Transfus Clin Biol. 2006 Nov;13(5):320-8. doi: 10.1016/j.tracli.2006.11.001. Epub 2007 Jan 23.
Protein products prepared from pooled human plasma are an essential class of therapeutics used mostly to control bleeding and/or immunological disorders. Because of the human origin of the starting material, there is a risk that these products may possibly transmit prions causing variant Creutzfeldt-Jakob disease (vCJD). No case of transmission of prions by plasma products has been observed. Case-by-case measures implemented in various countries, and several technical factors may contribute, to various degrees, to the prevention of the risk of transmission of prions by plasma products. Those measures include (a) the epidemiological surveillance of population in countries with cases of vCJD and/or bovine spongiform encephalopathies (BSE), (b) the deferral of blood donors who traveled or resided, for specific periods of time, to countries with BSE, or who received transfusion or tissue transplant, (c) the removal of leucocytes in plasma used for fractionation, and, last but not least, (d) the removal of the prion agents during the complex industrial fractionation process used to prepare plasma products. Numerous experimental infectivity studies, involving the spiking of brain-derived infectious materials, have demonstrated that several fractionation steps, in particular ethanol fractionation, depth filtration, and chromatography, can remove several logs of prions. Removal is explained by the distinct hydrophobic and aggregative properties of the prion proteins. In addition, nanofiltration using multi-layer membranes of 75 nm or smaller, which is commonly used for removing viruses from coagulation factors and immunoglobulins products, can remove more than 3-5 logs of spiked prions, presumably by size-exclusion and trapping mechanisms. Therefore, the risk of transmission of vCJD by human plasma products appears remote, but caution should prevail since the biochemical nature of the infectious agent in human blood is still unknown.
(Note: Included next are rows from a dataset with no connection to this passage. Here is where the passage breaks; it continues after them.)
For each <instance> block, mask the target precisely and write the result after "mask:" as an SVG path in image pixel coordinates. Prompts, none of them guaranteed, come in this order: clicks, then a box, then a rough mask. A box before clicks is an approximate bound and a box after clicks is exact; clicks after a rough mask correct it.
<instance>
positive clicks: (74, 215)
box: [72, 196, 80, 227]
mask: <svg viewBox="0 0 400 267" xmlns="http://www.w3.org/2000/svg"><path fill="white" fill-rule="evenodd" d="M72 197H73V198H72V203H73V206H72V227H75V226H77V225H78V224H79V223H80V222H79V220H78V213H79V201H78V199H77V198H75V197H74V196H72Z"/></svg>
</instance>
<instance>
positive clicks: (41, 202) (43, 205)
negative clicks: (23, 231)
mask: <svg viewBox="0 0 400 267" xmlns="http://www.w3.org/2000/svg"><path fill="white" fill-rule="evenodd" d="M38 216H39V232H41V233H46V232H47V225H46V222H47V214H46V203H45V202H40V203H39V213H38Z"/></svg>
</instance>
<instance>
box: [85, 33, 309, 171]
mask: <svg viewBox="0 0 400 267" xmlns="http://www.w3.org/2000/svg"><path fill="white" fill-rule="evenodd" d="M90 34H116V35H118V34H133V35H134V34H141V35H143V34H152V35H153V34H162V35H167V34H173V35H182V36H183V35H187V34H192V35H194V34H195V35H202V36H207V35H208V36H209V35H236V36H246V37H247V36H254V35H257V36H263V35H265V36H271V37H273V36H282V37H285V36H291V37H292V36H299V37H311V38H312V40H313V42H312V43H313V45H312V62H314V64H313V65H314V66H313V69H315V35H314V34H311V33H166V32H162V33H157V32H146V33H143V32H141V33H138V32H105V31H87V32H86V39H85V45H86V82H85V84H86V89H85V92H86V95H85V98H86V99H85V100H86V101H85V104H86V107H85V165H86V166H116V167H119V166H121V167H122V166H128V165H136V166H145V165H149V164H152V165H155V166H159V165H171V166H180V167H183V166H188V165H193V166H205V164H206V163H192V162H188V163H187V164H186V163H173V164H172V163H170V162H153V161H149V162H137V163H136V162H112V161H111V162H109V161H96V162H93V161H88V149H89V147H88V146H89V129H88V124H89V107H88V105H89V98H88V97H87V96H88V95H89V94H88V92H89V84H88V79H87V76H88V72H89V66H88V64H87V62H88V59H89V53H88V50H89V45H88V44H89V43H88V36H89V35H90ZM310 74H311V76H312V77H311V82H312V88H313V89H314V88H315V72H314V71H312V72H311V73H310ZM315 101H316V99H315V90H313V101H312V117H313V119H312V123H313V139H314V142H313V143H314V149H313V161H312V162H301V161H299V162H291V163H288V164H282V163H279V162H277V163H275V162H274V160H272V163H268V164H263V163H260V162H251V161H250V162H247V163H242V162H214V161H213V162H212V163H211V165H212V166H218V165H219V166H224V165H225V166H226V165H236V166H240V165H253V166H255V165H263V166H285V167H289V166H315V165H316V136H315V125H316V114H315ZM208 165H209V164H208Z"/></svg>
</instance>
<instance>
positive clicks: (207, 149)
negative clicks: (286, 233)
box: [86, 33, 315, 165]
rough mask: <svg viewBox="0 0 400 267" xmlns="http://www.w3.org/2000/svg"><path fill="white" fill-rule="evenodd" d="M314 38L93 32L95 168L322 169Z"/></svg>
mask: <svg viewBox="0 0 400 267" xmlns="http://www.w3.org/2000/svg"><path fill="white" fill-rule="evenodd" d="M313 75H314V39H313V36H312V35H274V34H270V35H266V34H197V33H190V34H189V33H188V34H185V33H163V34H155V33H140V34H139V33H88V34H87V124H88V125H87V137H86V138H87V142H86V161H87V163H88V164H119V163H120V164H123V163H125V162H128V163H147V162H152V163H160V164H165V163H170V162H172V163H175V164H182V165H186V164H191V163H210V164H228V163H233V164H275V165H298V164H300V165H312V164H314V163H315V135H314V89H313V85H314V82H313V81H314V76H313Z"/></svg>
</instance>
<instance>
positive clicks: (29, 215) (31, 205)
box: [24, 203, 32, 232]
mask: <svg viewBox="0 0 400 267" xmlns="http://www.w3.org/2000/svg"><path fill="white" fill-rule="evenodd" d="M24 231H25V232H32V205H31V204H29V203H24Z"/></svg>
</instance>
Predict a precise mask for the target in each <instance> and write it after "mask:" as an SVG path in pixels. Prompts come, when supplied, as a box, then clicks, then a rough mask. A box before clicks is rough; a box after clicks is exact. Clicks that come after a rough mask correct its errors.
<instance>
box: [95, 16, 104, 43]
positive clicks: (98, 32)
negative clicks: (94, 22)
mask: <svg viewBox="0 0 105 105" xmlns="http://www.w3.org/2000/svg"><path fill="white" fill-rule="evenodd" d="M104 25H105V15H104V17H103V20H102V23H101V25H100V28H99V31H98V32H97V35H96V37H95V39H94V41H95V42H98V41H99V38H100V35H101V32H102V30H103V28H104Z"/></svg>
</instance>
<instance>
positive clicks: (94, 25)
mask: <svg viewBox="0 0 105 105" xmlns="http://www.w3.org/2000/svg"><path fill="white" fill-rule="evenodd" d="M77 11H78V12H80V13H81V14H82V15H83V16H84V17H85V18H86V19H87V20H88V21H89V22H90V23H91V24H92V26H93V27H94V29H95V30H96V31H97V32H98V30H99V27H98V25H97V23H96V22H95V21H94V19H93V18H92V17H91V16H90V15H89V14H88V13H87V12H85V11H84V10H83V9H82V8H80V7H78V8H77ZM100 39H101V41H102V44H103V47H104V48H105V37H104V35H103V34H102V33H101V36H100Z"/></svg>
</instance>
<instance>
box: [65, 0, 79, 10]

从混合人血浆中制备的蛋白质产品是一类重要的治疗药物,主要用于控制出血和/或免疫紊乱。由于起始原料来源于人,这些产品有可能传播导致变异型克雅氏病(vCJD)的朊病毒。尚未观察到血浆制品传播朊病毒的病例。各国实施的逐案措施以及若干技术因素可能在不同程度上有助于预防血浆制品传播朊病毒的风险。这些措施包括:(a)对出现vCJD病例和/或牛海绵状脑病(BSE)的国家的人群进行流行病学监测;(b)推迟曾在特定时间段内前往有BSE的国家旅行或居住、或接受过输血或组织移植的献血者献血;(c)去除用于分馏的血浆中的白细胞,最后但同样重要的是,(d)在用于制备血浆制品的复杂工业分馏过程中去除朊病毒因子。大量涉及添加脑源性感染性物质的实验性感染性研究表明,几个分馏步骤,特别是乙醇分馏、深度过滤和色谱法,可以去除几个对数级的朊病毒。去除是由朊病毒蛋白独特的疏水和聚集特性所解释的。此外,通常用于从凝血因子和免疫球蛋白产品中去除病毒的使用75纳米或更小的多层膜的纳滤,可以去除超过3 - 5个对数级的添加朊病毒,大概是通过尺寸排阻和捕获机制。因此,人血浆制品传播vCJD的风险似乎很小,但由于人血中感染因子的生化性质仍然未知,仍应谨慎行事。